2 Rechtbank 's-Gravenhage, 6 december 2006, nr. AWB 06/1892, gepubliceerd op www.rechtspraak.nl.
3 Gerechtshof 's-Gravenhage, 15 juli 2008, nr. 07/00050, gepubliceerd op www.rechtspraak.nl.
4 Kamerstukken II, 2001-2002, 28 259, nr. 3, blz. 40.
5 Een zelfde bepaling is niet opgenomen voor inwoners van België die in Nederland arbeid verrichten.
6 Kamerstukken II, 2002-2003, 28 608, nr. 3, blz. 29/30.
7 Kamerstukken II, 2001-2002, 28 259, nr. 3, blz. 5/6.
8 Kamerstukken II, 2002-2003, 28 608, nr. 3, blz. 29/30.
9 Rapport van de Commissie grensarbeiders, nr. 01/147a, NTFR 2001-803.

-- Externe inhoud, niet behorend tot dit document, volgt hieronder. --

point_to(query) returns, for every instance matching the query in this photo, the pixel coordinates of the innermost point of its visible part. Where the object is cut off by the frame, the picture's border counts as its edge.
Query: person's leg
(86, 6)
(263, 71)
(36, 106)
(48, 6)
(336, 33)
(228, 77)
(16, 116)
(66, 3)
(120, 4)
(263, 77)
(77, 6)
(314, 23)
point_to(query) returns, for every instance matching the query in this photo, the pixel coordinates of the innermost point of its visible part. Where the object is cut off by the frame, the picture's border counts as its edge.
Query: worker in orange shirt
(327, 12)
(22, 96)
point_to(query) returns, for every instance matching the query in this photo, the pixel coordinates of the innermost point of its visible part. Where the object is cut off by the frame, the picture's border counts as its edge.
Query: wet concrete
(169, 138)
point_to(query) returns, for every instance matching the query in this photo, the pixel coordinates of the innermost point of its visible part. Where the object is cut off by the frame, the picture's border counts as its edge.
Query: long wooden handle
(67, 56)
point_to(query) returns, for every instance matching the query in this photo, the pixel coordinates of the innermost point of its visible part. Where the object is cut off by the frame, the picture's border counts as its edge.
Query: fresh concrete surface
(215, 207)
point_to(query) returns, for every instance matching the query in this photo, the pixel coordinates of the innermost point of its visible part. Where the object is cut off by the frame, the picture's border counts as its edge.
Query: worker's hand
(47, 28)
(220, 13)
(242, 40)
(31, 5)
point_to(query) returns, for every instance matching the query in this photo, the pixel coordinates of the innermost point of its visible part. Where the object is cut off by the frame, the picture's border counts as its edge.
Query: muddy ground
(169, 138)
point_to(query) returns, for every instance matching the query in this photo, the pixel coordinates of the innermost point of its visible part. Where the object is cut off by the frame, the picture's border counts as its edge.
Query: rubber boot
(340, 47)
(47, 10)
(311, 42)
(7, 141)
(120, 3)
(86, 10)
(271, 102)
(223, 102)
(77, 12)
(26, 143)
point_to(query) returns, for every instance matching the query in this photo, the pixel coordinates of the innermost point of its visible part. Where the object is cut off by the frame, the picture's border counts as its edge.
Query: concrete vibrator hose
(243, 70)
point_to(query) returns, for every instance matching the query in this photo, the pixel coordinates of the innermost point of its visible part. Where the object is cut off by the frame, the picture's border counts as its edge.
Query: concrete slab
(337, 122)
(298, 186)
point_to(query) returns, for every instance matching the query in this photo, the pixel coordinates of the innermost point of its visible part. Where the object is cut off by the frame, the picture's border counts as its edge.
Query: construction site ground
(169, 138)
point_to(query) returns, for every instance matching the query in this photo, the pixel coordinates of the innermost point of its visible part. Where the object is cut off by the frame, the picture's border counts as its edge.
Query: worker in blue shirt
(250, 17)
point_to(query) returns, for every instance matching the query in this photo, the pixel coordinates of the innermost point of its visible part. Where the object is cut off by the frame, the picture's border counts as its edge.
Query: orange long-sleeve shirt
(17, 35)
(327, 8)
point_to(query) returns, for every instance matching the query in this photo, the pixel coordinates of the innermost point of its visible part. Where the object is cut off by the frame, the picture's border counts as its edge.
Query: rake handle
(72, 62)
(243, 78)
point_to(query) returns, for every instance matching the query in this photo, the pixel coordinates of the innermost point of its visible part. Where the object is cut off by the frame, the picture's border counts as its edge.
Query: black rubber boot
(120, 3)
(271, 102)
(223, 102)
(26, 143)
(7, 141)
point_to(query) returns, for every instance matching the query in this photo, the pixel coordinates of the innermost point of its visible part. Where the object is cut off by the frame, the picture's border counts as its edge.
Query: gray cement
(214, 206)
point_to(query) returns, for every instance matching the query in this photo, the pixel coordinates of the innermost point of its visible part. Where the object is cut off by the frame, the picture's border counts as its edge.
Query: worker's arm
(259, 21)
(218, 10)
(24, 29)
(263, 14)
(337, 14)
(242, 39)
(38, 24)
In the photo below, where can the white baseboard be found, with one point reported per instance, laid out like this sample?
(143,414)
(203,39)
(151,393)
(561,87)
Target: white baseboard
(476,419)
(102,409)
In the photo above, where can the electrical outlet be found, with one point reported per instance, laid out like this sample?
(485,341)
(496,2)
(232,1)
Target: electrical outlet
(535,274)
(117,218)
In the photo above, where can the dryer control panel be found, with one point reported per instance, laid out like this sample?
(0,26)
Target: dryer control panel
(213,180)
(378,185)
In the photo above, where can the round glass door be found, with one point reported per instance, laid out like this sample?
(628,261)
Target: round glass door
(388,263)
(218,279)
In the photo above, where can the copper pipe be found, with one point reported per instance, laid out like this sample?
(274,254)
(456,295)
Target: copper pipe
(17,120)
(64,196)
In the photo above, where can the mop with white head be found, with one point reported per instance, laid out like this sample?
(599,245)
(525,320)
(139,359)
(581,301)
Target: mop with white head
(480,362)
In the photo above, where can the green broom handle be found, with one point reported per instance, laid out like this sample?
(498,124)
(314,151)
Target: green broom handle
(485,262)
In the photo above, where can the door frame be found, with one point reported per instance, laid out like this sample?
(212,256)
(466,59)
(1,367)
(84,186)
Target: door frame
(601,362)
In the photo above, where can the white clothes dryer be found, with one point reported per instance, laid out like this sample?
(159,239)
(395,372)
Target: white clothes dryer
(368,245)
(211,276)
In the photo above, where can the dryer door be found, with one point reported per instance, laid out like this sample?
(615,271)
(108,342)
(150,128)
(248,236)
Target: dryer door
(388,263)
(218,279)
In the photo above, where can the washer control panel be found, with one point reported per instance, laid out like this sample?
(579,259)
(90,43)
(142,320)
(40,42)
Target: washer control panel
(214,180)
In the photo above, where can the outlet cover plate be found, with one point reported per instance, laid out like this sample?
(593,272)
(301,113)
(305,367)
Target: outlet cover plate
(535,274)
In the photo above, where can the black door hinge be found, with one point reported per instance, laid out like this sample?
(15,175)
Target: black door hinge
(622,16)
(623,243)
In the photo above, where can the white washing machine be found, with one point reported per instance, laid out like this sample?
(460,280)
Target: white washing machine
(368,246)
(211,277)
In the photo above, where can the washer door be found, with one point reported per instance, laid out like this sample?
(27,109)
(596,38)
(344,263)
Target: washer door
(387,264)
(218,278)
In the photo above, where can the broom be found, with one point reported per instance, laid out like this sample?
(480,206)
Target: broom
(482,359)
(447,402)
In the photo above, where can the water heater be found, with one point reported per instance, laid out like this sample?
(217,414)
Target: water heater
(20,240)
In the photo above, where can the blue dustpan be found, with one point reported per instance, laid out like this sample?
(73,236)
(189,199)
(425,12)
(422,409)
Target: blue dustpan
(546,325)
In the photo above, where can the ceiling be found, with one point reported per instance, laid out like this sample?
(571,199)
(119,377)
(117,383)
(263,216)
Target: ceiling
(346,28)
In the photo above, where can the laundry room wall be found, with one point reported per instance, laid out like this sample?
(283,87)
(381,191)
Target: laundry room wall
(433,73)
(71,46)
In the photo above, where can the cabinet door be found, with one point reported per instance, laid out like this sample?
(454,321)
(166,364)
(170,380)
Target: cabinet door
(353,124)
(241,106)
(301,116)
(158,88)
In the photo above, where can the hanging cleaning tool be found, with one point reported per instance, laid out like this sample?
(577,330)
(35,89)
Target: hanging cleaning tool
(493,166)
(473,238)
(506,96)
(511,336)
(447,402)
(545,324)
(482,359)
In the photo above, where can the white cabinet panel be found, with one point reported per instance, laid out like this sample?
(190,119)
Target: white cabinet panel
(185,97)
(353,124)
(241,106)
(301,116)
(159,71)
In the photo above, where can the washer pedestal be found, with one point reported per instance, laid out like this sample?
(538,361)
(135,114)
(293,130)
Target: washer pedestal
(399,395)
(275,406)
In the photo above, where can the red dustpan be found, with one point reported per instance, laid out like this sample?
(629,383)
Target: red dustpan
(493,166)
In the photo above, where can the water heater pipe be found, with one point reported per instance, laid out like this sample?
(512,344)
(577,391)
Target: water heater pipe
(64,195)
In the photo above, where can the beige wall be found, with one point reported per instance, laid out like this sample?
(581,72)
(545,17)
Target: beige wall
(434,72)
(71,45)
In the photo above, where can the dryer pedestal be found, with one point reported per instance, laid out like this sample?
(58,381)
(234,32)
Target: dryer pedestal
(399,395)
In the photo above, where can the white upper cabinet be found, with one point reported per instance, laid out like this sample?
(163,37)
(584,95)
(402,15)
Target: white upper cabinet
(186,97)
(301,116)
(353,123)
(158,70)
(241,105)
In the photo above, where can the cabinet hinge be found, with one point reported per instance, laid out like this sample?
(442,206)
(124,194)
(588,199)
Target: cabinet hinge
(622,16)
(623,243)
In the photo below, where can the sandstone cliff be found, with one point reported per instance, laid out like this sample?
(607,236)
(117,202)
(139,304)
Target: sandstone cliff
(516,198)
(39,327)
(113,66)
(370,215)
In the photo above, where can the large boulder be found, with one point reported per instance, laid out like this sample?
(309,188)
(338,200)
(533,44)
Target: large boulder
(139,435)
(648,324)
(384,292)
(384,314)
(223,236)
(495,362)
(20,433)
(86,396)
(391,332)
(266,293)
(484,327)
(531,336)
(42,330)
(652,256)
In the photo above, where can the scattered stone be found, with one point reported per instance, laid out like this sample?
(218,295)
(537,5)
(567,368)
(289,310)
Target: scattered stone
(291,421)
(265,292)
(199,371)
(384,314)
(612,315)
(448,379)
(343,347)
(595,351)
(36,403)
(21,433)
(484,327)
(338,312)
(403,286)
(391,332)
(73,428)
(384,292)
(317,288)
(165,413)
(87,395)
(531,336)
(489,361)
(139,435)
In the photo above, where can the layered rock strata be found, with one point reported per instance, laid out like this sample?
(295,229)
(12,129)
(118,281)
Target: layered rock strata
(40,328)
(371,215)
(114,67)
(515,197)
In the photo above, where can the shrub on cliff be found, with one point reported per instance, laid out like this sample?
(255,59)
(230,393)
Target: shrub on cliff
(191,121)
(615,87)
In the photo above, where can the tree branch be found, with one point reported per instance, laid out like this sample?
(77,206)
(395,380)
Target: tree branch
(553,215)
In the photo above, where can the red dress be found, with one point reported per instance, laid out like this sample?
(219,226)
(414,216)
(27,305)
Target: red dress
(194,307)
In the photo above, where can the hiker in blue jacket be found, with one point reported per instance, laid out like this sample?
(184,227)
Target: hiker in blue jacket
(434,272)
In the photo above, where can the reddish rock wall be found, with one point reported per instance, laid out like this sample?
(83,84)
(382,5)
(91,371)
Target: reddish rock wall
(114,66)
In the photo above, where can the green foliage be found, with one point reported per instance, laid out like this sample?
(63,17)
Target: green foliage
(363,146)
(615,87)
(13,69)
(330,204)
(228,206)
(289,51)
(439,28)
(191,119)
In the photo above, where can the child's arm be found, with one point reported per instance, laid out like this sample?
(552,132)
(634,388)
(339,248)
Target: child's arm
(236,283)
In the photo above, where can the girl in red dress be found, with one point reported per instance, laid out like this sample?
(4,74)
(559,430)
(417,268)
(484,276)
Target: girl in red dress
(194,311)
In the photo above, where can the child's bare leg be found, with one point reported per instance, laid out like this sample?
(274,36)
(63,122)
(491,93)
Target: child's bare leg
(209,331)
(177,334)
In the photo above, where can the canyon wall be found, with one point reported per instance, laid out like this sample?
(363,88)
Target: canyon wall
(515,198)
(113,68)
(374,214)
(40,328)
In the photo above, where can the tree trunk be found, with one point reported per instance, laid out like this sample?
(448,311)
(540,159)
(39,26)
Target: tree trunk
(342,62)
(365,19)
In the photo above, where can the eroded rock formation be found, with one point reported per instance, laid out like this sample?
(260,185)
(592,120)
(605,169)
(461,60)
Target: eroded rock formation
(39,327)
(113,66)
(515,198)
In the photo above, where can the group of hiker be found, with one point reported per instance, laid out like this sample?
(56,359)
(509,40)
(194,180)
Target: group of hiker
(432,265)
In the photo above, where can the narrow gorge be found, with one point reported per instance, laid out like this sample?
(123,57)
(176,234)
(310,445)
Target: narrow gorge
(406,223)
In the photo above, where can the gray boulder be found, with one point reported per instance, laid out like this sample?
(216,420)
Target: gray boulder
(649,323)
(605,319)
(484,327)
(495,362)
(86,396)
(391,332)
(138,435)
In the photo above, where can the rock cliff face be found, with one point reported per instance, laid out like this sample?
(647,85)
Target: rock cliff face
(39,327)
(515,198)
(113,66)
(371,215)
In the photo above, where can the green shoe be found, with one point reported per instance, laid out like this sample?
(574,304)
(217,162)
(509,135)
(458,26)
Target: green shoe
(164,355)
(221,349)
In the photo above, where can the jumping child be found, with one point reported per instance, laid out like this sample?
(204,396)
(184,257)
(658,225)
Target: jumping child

10 Brief van Staatssecretaris van 4 oktober 2001, nr. IFZ 2001/860, V-N 2001/55.5.
11 Kamerstukken II 1954/1955, 4080, nr. 3, blz. 17.
12 Zie ook J.P. Scheltens, Algemene Wet inzake Rijksbelastingen, blz. 450b e.v.
13 Kamerstukken II 1954/1955, 4080, nr. 3, blz. 16.
14 Zie ook L. A. de Blieck en P. J. van Amersfoort, 'Aangaande ambtelijk verzuim en opgewekt vertrouwen', WFR 1983/585.